Texte: Walter Rudin
« Caisse à savon sous voile » ou « baignoire flottante » : l’Optimist a connu des surnoms peu élogieux. À l’opposé de la tendance des dériveurs toujours plus rapides, l’Optimist persiste et signe. Depuis trois générations, il est le bateau de débutant par excellence pour les jeunes qui s’initient à la voile. Depuis maintenant 60 ans, le petit dériveur a fait le bonheur de plusieurs millions d’enfants, probablement encouragés par autant de parents qui suivaient les exploits de leur progéniture depuis la rive au bord du désespoir. Avec 500’000 unités enregistrées, l’Opti est le bateau le plus construit au monde.
Coup de génie
La naissance de l’Optimist en 1947 est une aventure… en dilettante. Lorsque l’Américain Clark Mills décide de construire un voilier pour son enfant, il ne trouve que des panneaux de contreplaqué de 230 de long, scellant ainsi les mensurations de l’Optimist. Sans véritable étrave, il se distingue par une largeur impressionnante. Sept ans plus tard, c’est le Danois Axel Damgaard qui permet à l’Optimist de se faire remarquer. Il standardise le bateau et le dote d’une voile à livarde. À partir de là, l’Opti débute sa marche triomphale à travers le monde. En se propageant du nord au sud, le virus atteint finalement la Suisse vers la fin des années 60.
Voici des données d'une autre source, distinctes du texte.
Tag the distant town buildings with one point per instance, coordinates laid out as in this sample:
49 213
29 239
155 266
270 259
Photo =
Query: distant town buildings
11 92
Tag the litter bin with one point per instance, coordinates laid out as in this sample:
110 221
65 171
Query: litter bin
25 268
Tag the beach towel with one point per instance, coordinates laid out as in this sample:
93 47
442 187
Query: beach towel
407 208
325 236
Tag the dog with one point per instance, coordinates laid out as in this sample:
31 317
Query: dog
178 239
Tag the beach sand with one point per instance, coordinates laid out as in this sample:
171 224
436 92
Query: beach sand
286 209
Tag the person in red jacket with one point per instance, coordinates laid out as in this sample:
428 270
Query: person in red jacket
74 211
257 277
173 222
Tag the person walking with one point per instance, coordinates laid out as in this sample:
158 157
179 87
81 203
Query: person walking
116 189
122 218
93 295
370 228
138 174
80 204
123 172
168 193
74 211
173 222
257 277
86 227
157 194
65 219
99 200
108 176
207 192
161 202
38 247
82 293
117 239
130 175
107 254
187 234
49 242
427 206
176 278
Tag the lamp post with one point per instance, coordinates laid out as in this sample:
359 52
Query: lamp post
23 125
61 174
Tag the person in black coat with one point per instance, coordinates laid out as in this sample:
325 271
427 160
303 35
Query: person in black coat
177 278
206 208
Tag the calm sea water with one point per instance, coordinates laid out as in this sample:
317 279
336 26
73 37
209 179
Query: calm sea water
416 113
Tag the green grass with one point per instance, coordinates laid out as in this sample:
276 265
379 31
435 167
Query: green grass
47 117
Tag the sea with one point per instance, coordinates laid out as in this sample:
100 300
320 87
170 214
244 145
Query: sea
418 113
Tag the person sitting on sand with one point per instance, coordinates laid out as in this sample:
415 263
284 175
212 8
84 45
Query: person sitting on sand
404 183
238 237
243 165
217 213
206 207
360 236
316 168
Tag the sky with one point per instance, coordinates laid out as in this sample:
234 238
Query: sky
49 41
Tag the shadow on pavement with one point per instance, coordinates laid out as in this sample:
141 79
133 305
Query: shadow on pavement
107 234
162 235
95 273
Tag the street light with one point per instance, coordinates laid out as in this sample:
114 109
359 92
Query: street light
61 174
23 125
C’est probablement Louis Schiess de Cham qui a construit le premier Optimist en Suisse. En 1967, alors qu’il suit une régate en Finlande, il découvre l’Opti. Pour lui, il ne fait aucun doute. Il s’agit du bateau idéal pour ses enfants. Il commande les plans de construction et, au printemps suivant, construit le petit dériveur en l’espace de trois jours. Le bateau plaît et fait des émules. Il se propage si vite qu’en 1969 déjà, l’association des Optimist « Schwei- zerische Optimist Dinghy» voit le jour. Rebaptisée Swiss Optimist, l’association compte aujourd’hui plus de 200 membres actifs et ne montre aucun signe de vieillissement. Même s’il tient le record de lenteur avec un coefficient yardstick de 173, l’Opti est toujours autant apprécié. Une pérennité qui surprend, surtout à l’heure où des dizaines de dériveurs- bolides tirent leur révérence après une prestation spectaculaire, bien que brève. L’Optimist, lui, résiste à tous les assauts. Selon les connaisseurs, son plan est un coup de génie. Hene Keller, chef de régates chez Swiss Optimist, cite comme plus grande qualité sa polyvalence : « Le bateau se prête tout aussi bien aux novices qu’à des navigateurs plus avancés.» Peter Gebistorf, président d’honneur qui donne des cours d’Opti depuis plusieurs décennies, ajoute: « Il n’y a rien de mieux qu’un Opti, il n’existe aucun autre bateau qui peut être navigué par des marmots de six ans. Grâce à sa largeur, l’Opti chavire relativement tard et se laisse facilement redresser sans qu’on ait besoin de beaucoup de force. »
Poussés au sommet
Ces dernières années, les petits Suisses ont fait sensation sur l’Opti: ils ont remporté deux titres de champion du monde. Alberto Casco, le président de l’association de 2012 à 2018, avait doté la série de nouvelles structures de formation, engagé les meilleurs entraîneurs du monde et permis aux enfants de suivre pendant plus de 100 jours un entraînement intense et professionnel sur l’eau. Sous sa présidence, la Suisse est passée de la 40e à la 4e place du classement Opti mondial des nations.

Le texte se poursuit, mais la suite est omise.